Fino al 1995 la propagazione del lievito era una pratica poco diffusa nell’industria birraria. Grazie agli studi di Boulton e Quain sono stati sviluppati sistemi di propagazione che permettono di avere uno sviluppo rapido delle cellule di lievito con un numero di cellule vive superiore al 98% (Boulton e Quain, 2006). Fino al 2000 il principale metodo di filtrazione della birra era quello basato sull’utilizzo della terra di diatomee, chiamata anche farina fossile. A dispetto di un’eccellente funzionalità, questo sistema di filtrazione ha importanti svantaggi, come la pericolosità della farina sulla salute degli operatori, i costi di smaltimento della farina esausta, perdita elevata di prodotto.

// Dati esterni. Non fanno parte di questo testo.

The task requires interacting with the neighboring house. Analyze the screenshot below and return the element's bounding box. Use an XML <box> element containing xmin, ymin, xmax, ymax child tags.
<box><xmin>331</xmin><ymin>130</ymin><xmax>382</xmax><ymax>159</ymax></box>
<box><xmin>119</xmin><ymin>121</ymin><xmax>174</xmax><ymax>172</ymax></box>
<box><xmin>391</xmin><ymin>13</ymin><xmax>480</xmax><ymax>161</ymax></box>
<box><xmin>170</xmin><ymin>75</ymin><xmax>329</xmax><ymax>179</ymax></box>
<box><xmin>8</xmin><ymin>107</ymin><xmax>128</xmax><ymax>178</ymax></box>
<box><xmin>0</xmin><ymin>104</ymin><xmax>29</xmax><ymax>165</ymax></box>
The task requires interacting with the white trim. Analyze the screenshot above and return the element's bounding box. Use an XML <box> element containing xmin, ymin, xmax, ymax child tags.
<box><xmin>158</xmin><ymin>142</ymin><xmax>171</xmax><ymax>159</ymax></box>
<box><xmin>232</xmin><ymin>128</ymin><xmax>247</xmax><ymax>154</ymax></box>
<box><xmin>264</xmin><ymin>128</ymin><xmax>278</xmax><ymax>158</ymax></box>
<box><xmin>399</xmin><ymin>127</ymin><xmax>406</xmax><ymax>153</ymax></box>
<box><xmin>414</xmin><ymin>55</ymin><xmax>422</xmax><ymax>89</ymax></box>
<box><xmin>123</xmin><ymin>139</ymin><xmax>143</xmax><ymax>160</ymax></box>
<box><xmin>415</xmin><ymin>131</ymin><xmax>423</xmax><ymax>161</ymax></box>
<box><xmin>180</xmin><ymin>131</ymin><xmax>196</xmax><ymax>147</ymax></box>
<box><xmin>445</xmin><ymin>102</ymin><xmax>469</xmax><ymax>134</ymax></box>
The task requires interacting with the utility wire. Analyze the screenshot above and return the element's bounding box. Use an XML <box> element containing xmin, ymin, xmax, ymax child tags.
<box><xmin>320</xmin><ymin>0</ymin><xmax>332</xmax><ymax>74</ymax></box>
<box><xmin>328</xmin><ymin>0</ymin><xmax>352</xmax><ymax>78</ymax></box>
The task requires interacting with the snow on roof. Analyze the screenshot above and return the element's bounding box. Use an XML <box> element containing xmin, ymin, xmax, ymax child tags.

Per questo ricercatori e aziende stanno collaborando per lo sviluppo di un sistema alternativo in grado di ottimizzare questa fase. Una delle tecniche più promettenti è sicuramente la filtrazione a flusso tangenziale (cross flow filtration), come dimostrato da recenti lavori pubblicati (Cimini et al., 2014; 2017; Sensidoni et al., 2011). Oltre alla chiarifica, i processi a membrana mostrano interessanti sviluppi anche per la dealcolizzazione della birra (De Francesco et al., 2014, 2015).

Riduzione del consumo di acqua
La riduzione del consumo di acqua è una sfida ardua nel settore birrario. Negli ultimi anni molti autori indicano un consumo di acqua sceso da 10-12 litri ai 5-6 litri di acqua consumata per litro di birra prodotta. Tuttavia, molto spesso risulta difficoltoso riuscire a scendere a tali valori. Un passo molto importante è stato fatto con lo sviluppo del Cleaning in Place (CIP), sistema di lavaggio moderno degli impianti in grado di ottimizzare l’importante fase di detersione e sanificazione degli impianti e allo stesso tempo di ridurre il consumo di acqua. Negli impianti più sofisticati esistono dosatori automatici dei detergenti, misuratori della conducibilità, parametri specifici per la tipologia dei serbatoi, ecc… (Andrews et al., 2011).

RIDUZIONE DEI COSTI

L’aumento dei prezzi dell’energia insieme all’esigenza di ridurre l’impatto ambientale delle aziende sta spingendo le industrie birrarie verso un’ulteriore innovazione dei processi con l’obiettivo primario di riduzione dell’energia necessaria. Sono molte le strategie sviluppate, come ad esempio il recupero del vapore, la combinazione di combustione della biomassa e la digestione anaerobica (Jappy, 2008), l’adozione di impianti di produzione di energia da fonti rinnovabili. Una promettente strada per la riduzione dell’impatto energetico, la riduzione di investimenti in capitali e la riduzione dei tempi di produzione è lo sviluppo di sistemi continui di produzione del mosto, uno dei quali sviluppati da Meura e installato in Belgio alla Brouwerij Martens nel 2007 (Nelson, 2009).

AUTOMAZIONE

Gli ultimi 30 anni sono stati anche sicuramente i più importanti in termini di automazione industriale con lo sviluppo del controllore logico programmabile (PLC), come ad esempio il Siemens S7, del sistema di controllo distribuito (DCS), il controllo di supervisione e acquisizione dati (SCADA), il Profibus, sistema che ha permesso la riduzione del cablaggio, riducendo i costi e la difficoltà d’installazione. Oggi esistono anche dei wireless e ethernet I/O remoti che facilitano e velocizzano ulteriormente il controllo degli impianti. Fino agli anni 80 era impensabile poter pensare di gestire una sala cotta da remoto. Oggi addirittura alcuni impianti possono essere controllati totalmente da uno smartphone o da un tablet.